Project Euler: Problem 5 in Ruby

I was stuck on this one for way too long. I was able to figure out a brute force approach quickly enough, but it was taking forever. Finally after hours (told you I took way too long!) of scratching around in my notebook before I had my eureka moment. I basically just determined that the least common multiple between 2 contiguous numbers must be a factor of my final result, and from there I just stepped my way up the chain. It’s running in about 24ms on my machine!

I also determined that I didn’t need to check any numbers under 1/2 of the given number 20 since they were already factors of the higher numbers, but that doesn’t actually effect the Big O and the timing difference is negligible.

PS: Yes, I used the exact library that I accused Olathe and Mat of “cheating” for on Problem #4. Shush!

Problem #5

2520 is the smallest number that can be divided by each of the numbers from 1 to 10 without any remainder.

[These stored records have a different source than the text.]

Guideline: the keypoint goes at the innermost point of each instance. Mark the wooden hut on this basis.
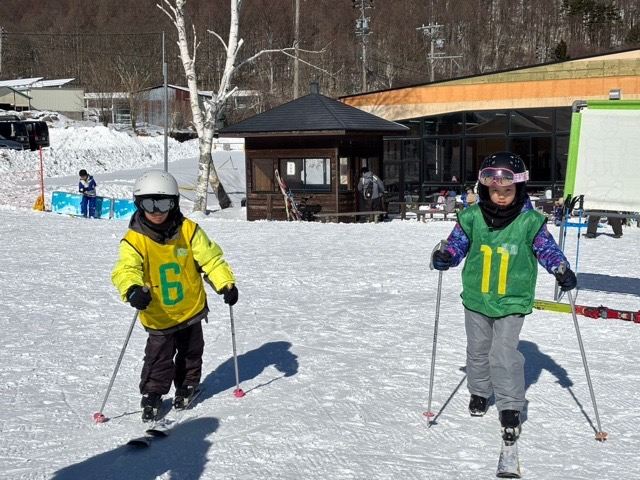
(318, 145)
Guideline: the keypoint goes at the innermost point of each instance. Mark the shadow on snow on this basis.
(183, 453)
(250, 365)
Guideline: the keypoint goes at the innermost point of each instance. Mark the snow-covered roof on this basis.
(20, 82)
(52, 83)
(90, 95)
(34, 82)
(4, 90)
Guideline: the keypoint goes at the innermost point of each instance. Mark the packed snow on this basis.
(334, 333)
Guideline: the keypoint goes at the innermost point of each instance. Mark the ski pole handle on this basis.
(441, 246)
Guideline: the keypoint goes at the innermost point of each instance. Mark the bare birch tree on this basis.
(207, 114)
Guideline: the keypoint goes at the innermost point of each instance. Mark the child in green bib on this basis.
(503, 239)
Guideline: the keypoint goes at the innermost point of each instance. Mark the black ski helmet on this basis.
(508, 161)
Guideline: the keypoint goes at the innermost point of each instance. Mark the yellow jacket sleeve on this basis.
(208, 254)
(128, 269)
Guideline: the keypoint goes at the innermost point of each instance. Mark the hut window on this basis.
(345, 174)
(307, 173)
(262, 175)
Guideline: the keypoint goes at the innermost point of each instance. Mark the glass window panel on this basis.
(316, 171)
(306, 173)
(476, 150)
(411, 159)
(414, 128)
(443, 124)
(262, 175)
(442, 160)
(536, 153)
(392, 150)
(392, 180)
(563, 119)
(562, 154)
(291, 170)
(486, 122)
(532, 120)
(345, 174)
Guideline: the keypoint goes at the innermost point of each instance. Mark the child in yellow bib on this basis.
(159, 271)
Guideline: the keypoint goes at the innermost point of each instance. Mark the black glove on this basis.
(139, 297)
(567, 279)
(441, 260)
(230, 295)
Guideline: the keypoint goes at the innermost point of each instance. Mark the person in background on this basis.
(592, 226)
(162, 259)
(468, 198)
(371, 191)
(450, 201)
(501, 237)
(87, 187)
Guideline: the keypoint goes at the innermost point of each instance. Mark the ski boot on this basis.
(510, 421)
(150, 404)
(183, 396)
(478, 406)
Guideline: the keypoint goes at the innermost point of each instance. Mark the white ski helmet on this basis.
(156, 182)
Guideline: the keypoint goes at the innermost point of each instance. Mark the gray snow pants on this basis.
(494, 364)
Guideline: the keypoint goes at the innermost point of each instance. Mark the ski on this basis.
(509, 462)
(591, 312)
(161, 427)
(290, 205)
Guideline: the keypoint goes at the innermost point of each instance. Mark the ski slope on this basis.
(334, 332)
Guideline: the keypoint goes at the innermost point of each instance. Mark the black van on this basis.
(38, 133)
(16, 131)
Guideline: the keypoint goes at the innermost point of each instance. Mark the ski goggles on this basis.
(501, 177)
(155, 205)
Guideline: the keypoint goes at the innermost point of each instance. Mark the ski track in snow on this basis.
(334, 330)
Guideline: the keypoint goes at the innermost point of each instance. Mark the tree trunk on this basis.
(204, 164)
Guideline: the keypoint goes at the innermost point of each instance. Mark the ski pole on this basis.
(238, 392)
(99, 417)
(600, 435)
(441, 246)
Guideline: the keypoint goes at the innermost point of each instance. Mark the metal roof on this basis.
(312, 114)
(51, 83)
(19, 82)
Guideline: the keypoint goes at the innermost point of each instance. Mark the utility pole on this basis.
(165, 106)
(296, 44)
(1, 35)
(363, 31)
(432, 34)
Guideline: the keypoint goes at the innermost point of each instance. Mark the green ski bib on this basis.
(500, 272)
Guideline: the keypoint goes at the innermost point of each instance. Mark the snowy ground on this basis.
(334, 332)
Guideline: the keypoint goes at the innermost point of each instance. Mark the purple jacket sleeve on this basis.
(457, 245)
(547, 251)
(544, 248)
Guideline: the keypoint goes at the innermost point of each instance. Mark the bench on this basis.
(421, 215)
(333, 217)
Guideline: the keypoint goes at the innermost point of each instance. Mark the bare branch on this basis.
(170, 7)
(285, 51)
(196, 44)
(219, 38)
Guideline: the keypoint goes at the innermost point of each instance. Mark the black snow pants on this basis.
(160, 368)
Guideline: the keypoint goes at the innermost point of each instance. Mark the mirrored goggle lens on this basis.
(496, 176)
(501, 177)
(152, 205)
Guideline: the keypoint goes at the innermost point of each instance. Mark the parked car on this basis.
(11, 144)
(15, 131)
(38, 133)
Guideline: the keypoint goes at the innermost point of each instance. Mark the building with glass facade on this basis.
(455, 124)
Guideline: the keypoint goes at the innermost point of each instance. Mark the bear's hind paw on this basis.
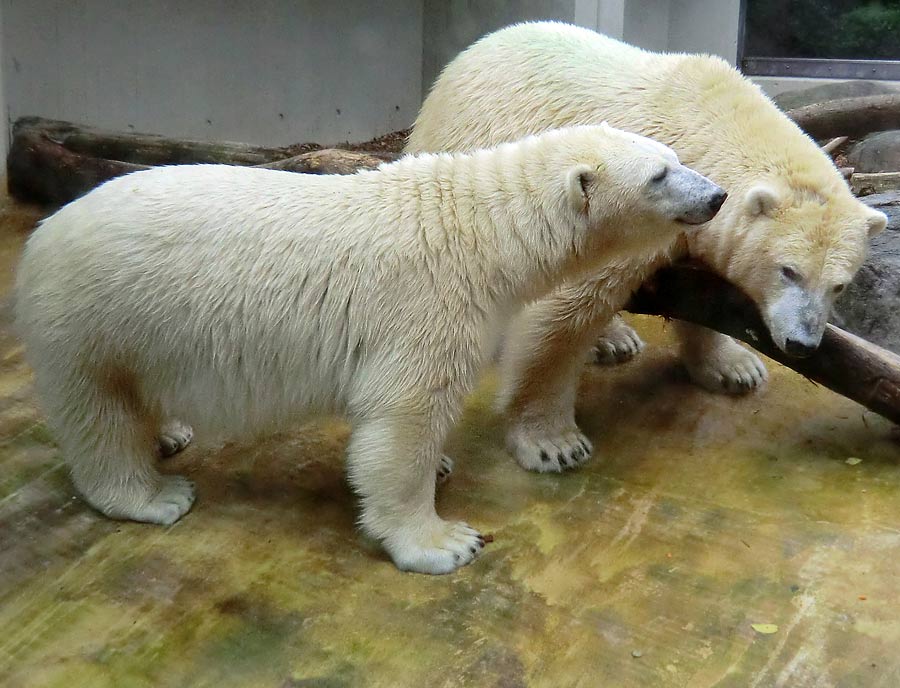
(734, 370)
(550, 454)
(617, 344)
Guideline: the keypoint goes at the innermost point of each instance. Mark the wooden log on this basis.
(52, 162)
(874, 182)
(149, 149)
(331, 161)
(845, 363)
(834, 144)
(42, 170)
(853, 117)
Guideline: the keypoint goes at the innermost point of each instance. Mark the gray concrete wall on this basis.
(267, 72)
(705, 26)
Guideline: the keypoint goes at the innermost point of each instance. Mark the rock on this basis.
(870, 306)
(832, 91)
(879, 152)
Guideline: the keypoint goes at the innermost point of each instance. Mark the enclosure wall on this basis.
(266, 72)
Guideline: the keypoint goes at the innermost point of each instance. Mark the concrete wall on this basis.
(267, 72)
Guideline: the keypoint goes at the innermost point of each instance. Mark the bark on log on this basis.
(149, 149)
(41, 170)
(874, 182)
(52, 162)
(845, 363)
(331, 161)
(853, 117)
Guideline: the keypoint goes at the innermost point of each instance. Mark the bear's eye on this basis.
(790, 274)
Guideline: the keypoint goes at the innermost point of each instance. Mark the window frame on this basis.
(813, 68)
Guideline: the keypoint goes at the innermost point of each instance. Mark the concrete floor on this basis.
(701, 516)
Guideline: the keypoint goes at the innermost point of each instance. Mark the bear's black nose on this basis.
(799, 349)
(716, 201)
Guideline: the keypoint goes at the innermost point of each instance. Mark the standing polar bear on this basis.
(791, 235)
(240, 299)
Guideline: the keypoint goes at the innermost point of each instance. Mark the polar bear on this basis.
(239, 299)
(791, 235)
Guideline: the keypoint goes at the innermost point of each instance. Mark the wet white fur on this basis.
(787, 205)
(240, 300)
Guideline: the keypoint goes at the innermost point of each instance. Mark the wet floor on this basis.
(700, 517)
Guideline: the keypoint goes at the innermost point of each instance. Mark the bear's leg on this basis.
(109, 441)
(174, 436)
(392, 464)
(546, 349)
(617, 343)
(717, 362)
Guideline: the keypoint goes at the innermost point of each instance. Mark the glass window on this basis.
(796, 36)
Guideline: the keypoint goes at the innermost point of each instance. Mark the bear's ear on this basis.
(876, 221)
(761, 199)
(579, 181)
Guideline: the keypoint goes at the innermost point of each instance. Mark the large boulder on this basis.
(879, 152)
(870, 307)
(834, 90)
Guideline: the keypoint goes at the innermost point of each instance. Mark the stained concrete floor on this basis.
(702, 516)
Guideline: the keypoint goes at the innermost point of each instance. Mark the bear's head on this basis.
(802, 245)
(636, 189)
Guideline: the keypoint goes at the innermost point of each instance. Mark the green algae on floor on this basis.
(698, 517)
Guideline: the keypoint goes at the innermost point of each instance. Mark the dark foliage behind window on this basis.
(823, 29)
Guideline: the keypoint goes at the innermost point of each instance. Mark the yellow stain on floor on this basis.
(699, 516)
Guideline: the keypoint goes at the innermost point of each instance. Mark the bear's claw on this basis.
(441, 547)
(732, 370)
(550, 454)
(617, 344)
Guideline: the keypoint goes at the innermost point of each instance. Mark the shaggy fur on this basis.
(791, 234)
(241, 299)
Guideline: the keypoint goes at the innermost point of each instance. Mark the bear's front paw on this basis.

What is the smallest number that is evenly divisible by all of the numbers from 1 to 20?

 require 'mathn'

max = 20
min = (max / 2).floor + 1
n   = min

(min..max).each do |i|
  n = n.lcm i

puts n 

I was pretty proud of this solution and given all the incarnations this program’s been through I thought it came out really nice…until (you guessed it) I saw Olathes!

 require 'rational'
num = (1..20).inject(1) { |result, n| result.lcm n }
puts "Smallest evenly divisible number is #{ num }."